Frequent hospital visits due to multiple issues and requiring different specialties
and subspecialties were a considerable burden to the family, requiring a lot of time,
money, and effort. Our team tried to reduce this burden by combining five to six specialties'
appointments on the same day. Pump clinic multidisciplinary team (MDT) room in where
(in The Imperial College London Diabetes Centre- Abu Dhabi) the endocrinologist, dietician,
diabetes educator, and psychologist sat next to each other, while the nephrologist,
cardiologist, retinal camera examination, and ophthalmologist were in the same building.
The school nurse was contacted regularly by our diabetes educators, and issues were
discussed with the patients and parents in our pump MDT clinic.
Another issue faced by our patient was the systemic development of lipohypertrophy
and high consumption of pump accessories due to high insulin volume requirement. We
have tried to reduce the insulin valium used by this patient (hence, reducing lipohypertrophy
and consumption of pump accessories) by using concentrated insulin.
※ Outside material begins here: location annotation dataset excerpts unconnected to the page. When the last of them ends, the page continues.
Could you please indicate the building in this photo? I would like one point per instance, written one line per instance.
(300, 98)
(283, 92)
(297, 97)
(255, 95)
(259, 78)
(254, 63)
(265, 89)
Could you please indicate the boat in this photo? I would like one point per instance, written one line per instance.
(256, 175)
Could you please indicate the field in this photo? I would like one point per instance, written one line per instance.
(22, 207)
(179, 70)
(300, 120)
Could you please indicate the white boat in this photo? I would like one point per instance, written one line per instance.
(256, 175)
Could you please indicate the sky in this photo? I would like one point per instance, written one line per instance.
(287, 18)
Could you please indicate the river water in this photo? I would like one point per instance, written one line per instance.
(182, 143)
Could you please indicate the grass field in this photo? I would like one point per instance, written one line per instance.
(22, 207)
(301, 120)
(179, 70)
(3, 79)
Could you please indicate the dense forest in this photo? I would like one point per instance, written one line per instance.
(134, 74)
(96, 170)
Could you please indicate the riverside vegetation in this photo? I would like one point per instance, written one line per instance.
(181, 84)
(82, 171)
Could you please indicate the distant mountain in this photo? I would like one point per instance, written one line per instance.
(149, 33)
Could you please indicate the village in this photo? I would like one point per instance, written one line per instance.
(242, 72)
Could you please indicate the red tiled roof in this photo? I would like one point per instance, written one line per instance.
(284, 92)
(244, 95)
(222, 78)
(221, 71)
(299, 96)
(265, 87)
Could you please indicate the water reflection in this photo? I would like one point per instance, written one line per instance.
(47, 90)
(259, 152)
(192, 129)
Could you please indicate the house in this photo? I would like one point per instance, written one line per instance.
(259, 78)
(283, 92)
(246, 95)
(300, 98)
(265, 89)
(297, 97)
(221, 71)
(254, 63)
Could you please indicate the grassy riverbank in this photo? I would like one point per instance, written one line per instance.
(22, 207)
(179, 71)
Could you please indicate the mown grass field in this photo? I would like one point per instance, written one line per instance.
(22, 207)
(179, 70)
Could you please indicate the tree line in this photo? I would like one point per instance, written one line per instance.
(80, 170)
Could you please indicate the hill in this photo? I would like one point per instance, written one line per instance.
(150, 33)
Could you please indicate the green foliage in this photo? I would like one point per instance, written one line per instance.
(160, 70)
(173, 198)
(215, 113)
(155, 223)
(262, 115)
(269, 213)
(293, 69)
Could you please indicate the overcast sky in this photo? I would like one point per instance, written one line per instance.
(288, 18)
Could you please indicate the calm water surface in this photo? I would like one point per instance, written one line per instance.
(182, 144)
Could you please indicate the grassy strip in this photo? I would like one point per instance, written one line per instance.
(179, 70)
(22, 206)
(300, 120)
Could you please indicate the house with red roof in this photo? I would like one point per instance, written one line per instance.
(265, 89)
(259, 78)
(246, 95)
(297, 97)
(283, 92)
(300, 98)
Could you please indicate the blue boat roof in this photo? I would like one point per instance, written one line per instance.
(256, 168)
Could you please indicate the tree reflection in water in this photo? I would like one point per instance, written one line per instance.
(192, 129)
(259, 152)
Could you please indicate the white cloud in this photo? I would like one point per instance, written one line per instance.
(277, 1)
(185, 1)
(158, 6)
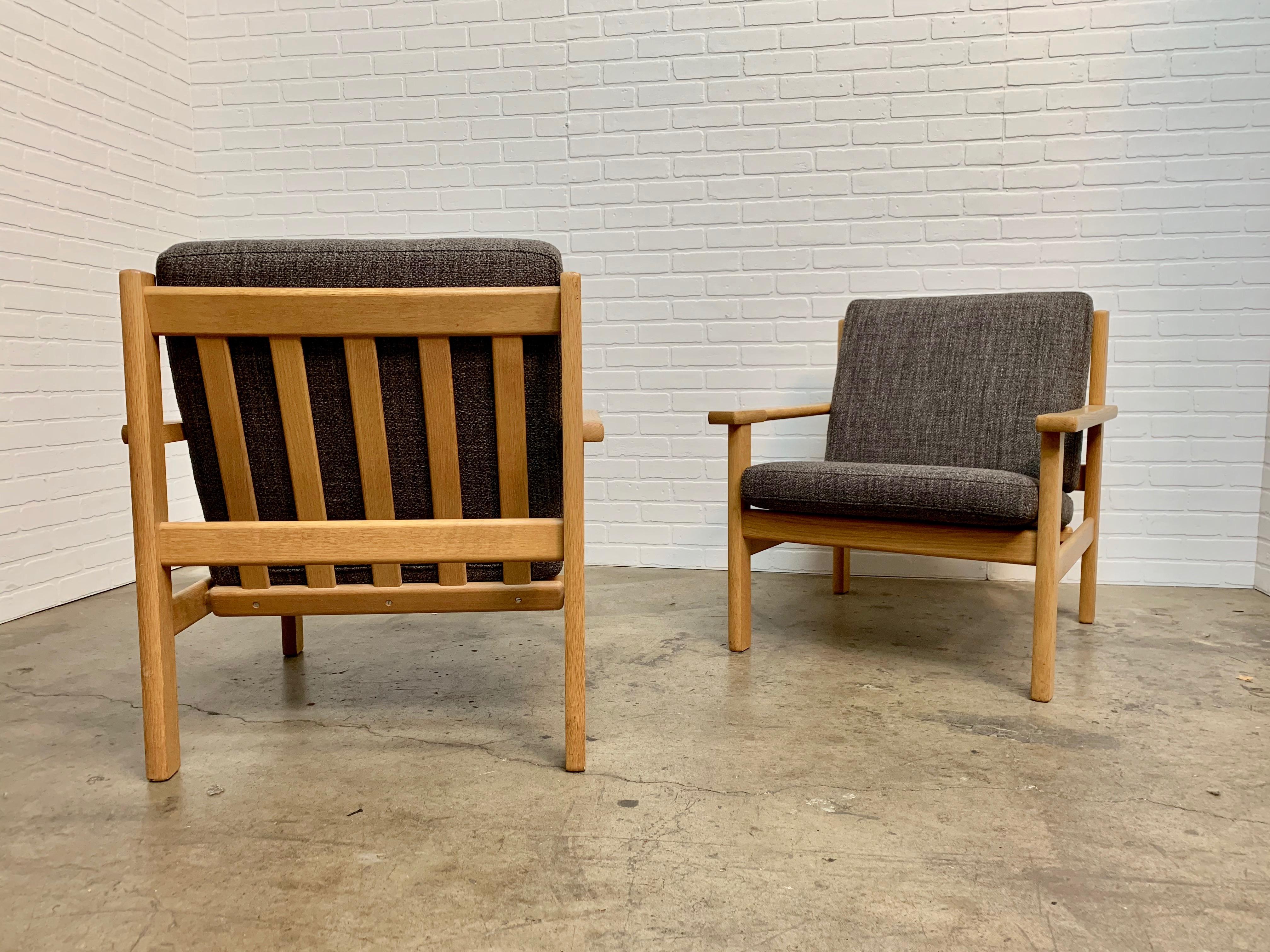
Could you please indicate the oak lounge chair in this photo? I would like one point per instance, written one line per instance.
(361, 418)
(954, 431)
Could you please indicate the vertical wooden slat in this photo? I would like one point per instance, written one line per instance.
(1094, 465)
(223, 407)
(575, 526)
(298, 428)
(439, 414)
(513, 474)
(373, 442)
(149, 480)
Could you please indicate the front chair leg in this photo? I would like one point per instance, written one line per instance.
(293, 635)
(575, 669)
(1046, 605)
(738, 550)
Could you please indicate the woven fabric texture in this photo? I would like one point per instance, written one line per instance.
(371, 264)
(944, 494)
(959, 381)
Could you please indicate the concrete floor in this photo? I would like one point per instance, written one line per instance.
(870, 776)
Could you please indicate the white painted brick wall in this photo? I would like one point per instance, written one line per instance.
(1261, 574)
(96, 174)
(732, 174)
(728, 176)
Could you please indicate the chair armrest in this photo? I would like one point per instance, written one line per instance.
(592, 427)
(1076, 421)
(740, 418)
(172, 431)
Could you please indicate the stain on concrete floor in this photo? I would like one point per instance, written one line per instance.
(870, 776)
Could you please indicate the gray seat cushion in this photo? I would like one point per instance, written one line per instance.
(944, 494)
(959, 381)
(366, 264)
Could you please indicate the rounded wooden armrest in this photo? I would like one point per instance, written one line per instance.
(1076, 421)
(740, 418)
(592, 427)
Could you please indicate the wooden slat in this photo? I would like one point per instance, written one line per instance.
(373, 444)
(1016, 546)
(575, 526)
(298, 428)
(369, 600)
(513, 473)
(356, 541)
(173, 432)
(223, 407)
(376, 313)
(190, 605)
(439, 419)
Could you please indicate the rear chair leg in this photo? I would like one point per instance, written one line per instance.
(841, 570)
(575, 669)
(159, 712)
(293, 635)
(1046, 605)
(738, 550)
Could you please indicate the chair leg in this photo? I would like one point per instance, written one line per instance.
(738, 550)
(1046, 605)
(841, 570)
(293, 635)
(1093, 509)
(159, 711)
(575, 671)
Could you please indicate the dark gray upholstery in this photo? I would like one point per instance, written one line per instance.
(959, 381)
(934, 413)
(364, 264)
(948, 494)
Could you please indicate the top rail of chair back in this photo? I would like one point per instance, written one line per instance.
(383, 313)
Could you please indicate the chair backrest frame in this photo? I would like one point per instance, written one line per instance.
(359, 315)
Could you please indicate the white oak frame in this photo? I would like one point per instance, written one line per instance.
(432, 315)
(1052, 550)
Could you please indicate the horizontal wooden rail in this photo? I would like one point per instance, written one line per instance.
(1074, 546)
(373, 313)
(988, 545)
(740, 418)
(375, 541)
(1076, 421)
(369, 600)
(173, 432)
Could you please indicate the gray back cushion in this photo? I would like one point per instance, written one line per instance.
(959, 381)
(371, 264)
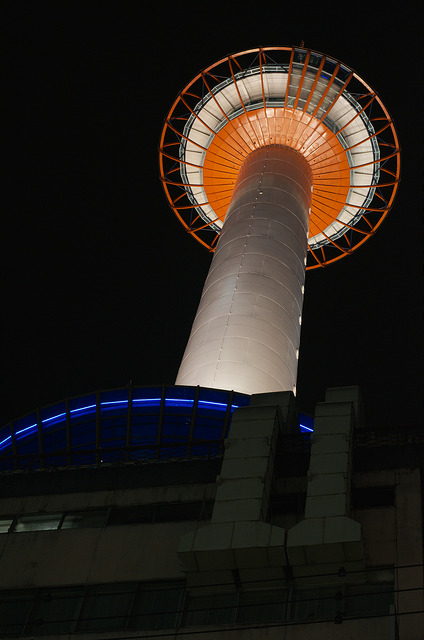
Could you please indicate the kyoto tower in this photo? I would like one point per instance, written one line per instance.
(278, 160)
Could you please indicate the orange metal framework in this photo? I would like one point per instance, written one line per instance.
(292, 126)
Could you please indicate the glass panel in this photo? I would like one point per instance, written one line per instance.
(132, 515)
(38, 522)
(84, 519)
(157, 606)
(55, 611)
(316, 603)
(15, 607)
(265, 606)
(214, 608)
(5, 524)
(368, 599)
(178, 511)
(106, 607)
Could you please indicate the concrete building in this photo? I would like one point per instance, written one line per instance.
(212, 526)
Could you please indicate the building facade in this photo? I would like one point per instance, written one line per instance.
(251, 528)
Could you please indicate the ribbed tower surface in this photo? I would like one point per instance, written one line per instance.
(274, 152)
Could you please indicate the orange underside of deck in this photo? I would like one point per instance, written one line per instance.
(295, 129)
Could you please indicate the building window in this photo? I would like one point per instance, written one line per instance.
(83, 519)
(157, 605)
(268, 605)
(370, 497)
(210, 608)
(5, 524)
(15, 608)
(55, 611)
(38, 522)
(106, 607)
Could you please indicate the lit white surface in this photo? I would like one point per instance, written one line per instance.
(246, 333)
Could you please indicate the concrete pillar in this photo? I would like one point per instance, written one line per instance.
(328, 538)
(246, 333)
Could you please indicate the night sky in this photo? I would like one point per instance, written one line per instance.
(100, 281)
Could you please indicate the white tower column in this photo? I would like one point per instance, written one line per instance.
(246, 332)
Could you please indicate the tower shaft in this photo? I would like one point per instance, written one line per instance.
(246, 332)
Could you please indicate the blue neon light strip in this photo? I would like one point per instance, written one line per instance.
(146, 402)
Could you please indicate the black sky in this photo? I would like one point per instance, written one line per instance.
(100, 282)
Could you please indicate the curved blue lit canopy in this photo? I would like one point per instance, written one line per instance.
(119, 425)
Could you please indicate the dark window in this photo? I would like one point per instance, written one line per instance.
(106, 607)
(172, 512)
(287, 503)
(368, 599)
(83, 519)
(38, 522)
(131, 515)
(268, 605)
(316, 603)
(5, 524)
(15, 607)
(157, 605)
(211, 608)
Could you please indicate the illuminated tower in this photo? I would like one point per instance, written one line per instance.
(277, 159)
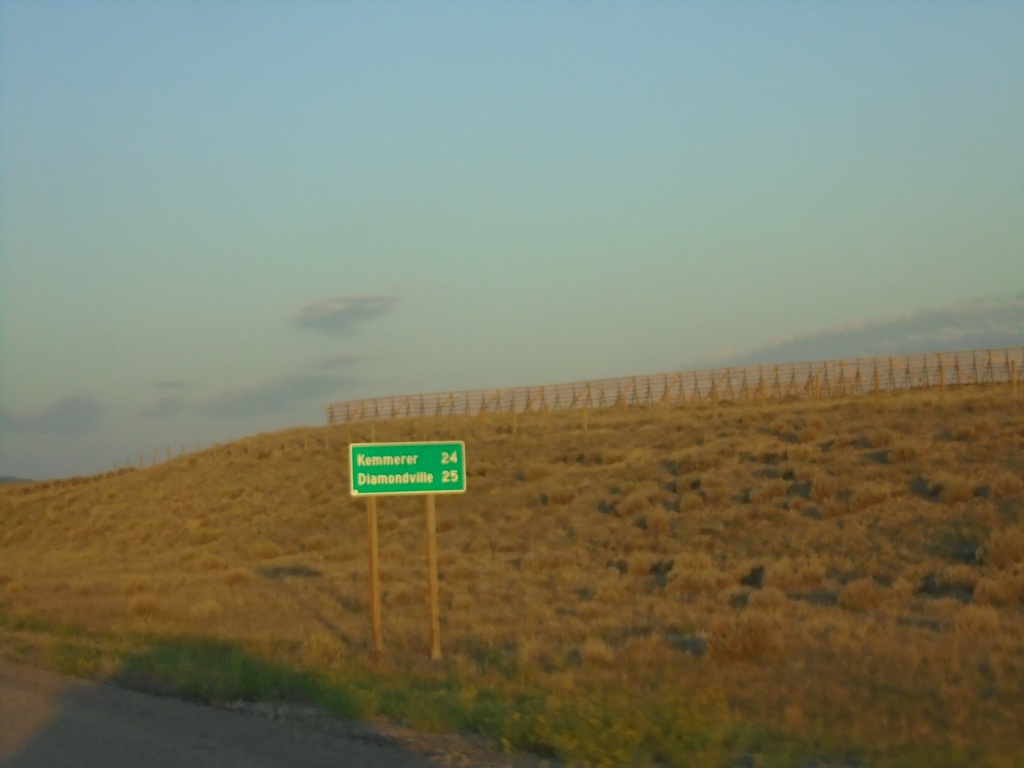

However, after
discussing the idea with the pump technology team, this was not possible due to safety
issues, and our request was passed to the team dealing with the pump logarithm. The
technology team may need to improve their pumps' algorithm to suit patients requiring
concentrated insulin. The insurance team was approached, the consumption of insulin
and pump consumables was discussed, and we managed to get the approval process easier
and faster. Our nurses were instructed to take extra blood samples each time we needed
to do annual review blood tests, and the mother was asked to check her subsequent
appointments with other specialties if any blood test was needed to avoid unnecessary
frequent pricks.
Despite the initial resistance of the patient and her mother to see a psychologist,
consent to refer the patient to our psychologist was obtained, and our psychologist
and psychiatrist dealt with all psychological issues.
RMS patients have a significantly reduced life expectancy and may die during adolescence
or early adulthood. However, increasing awareness among health care professionals
and providing the best available treatment may improve these patients' long-term survival
and quality of life. The lack of a control group is the main limitation of the study.
Therefore, further research on the management of RSM patients is required.
Conclusion
Although RMS is very rare, however, its management is very challenging. Life expectancy
is short, with early mortality due to diabetes-related complications resulting from
severe insulin resistance and poor glycemic control.
Knowing the list of the expected issues RMS patients could face helps us look at the
entire issues of the patient and her family. This allows us to think ahead and act
faster than the disease. Effective communication and cooperation between the teams
is the key to success.
Advanced technology (like a closed-loop insulin pump) may make a difference. Patient
compliance is essential when trying medications like leptin and IGF1 to improve insulin
sensitivity and reduce hyperinsulinemia. Successful management of insulin resistance
type A requires considering the patient's and family's situation. Further research
on the management of RSM patients is required.